Consider the following scenario: Database on drive1 WAL on drive2
1. PG write of some sort occurs. 2. PG writes out the WAL. 3. PG writes out the data. 4. PG updates the WAL to reflect data actually written. 5. System crashes/reboots/whatever.
With the DB and the WAL on different drives, it seems possible to me that drive2 could've fsync()'d or otherwise properly written all of the data out, but drive1 could have failed somewhere along the way and not actually written the data to the DB.
The next time PG is brought up, the WAL would indicate the transaction, as it were, was a success.. but the data wouldn't actually be there.
In the case of using only one drive, the rollback (from a FS perspective) couldn't possibly occur in such a way as to leave step 4 as a success, but step 3 as a failure -- worst case, the data would be written out but the WAL wouldn't have been updated (rolled back say by the FS) and thus PG will roll back the data itself, or use whatever mechanism it uses to insure data integrity is consistent with the WAL.
Am I smoking something here or is this a real, if rare in practice, risk that occurs when you have the WAL on a different drive than the data is on?
At 17:39 10/27/2003, Tom Lane wrote:
"Rick Gigger" <[EMAIL PROTECTED]> writes:
> It seems to me file system journaling should fix the whole problem by giving
> you a record of what was actually commited to disk and what was not.
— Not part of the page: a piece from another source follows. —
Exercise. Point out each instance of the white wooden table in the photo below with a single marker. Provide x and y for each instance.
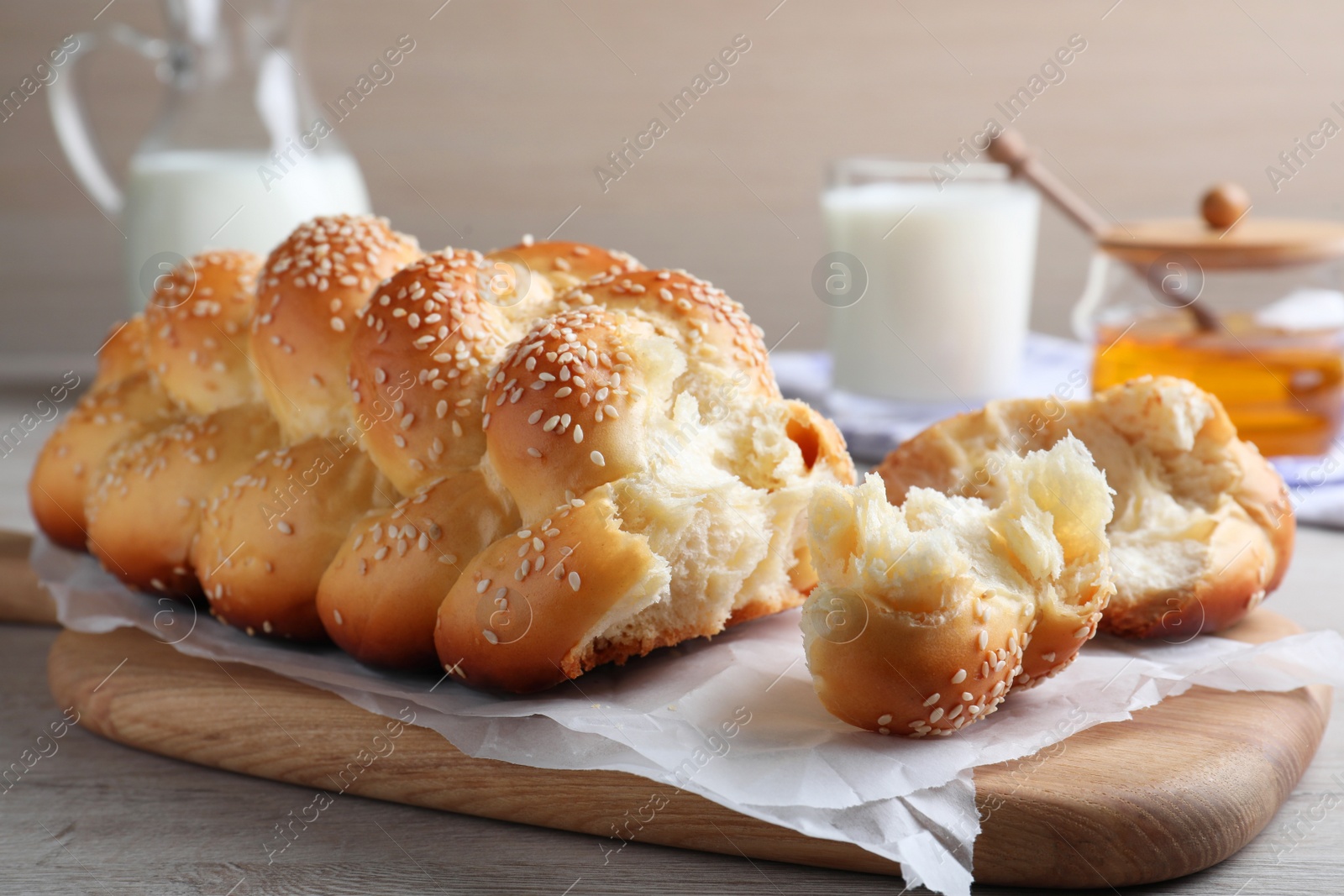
(96, 817)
Nope, a journaling FS has exactly the same problem Postgres does (because the underlying "WAL" concept is the same: write the log entries before you change the files they describe). If the drive lies about write order, the FS can be screwed just as badly. Now the FS code might have a low-level way to force write order that Postgres doesn't have access to ... but simply uttering the magic incantation "journaling file system" will not make this problem disappear.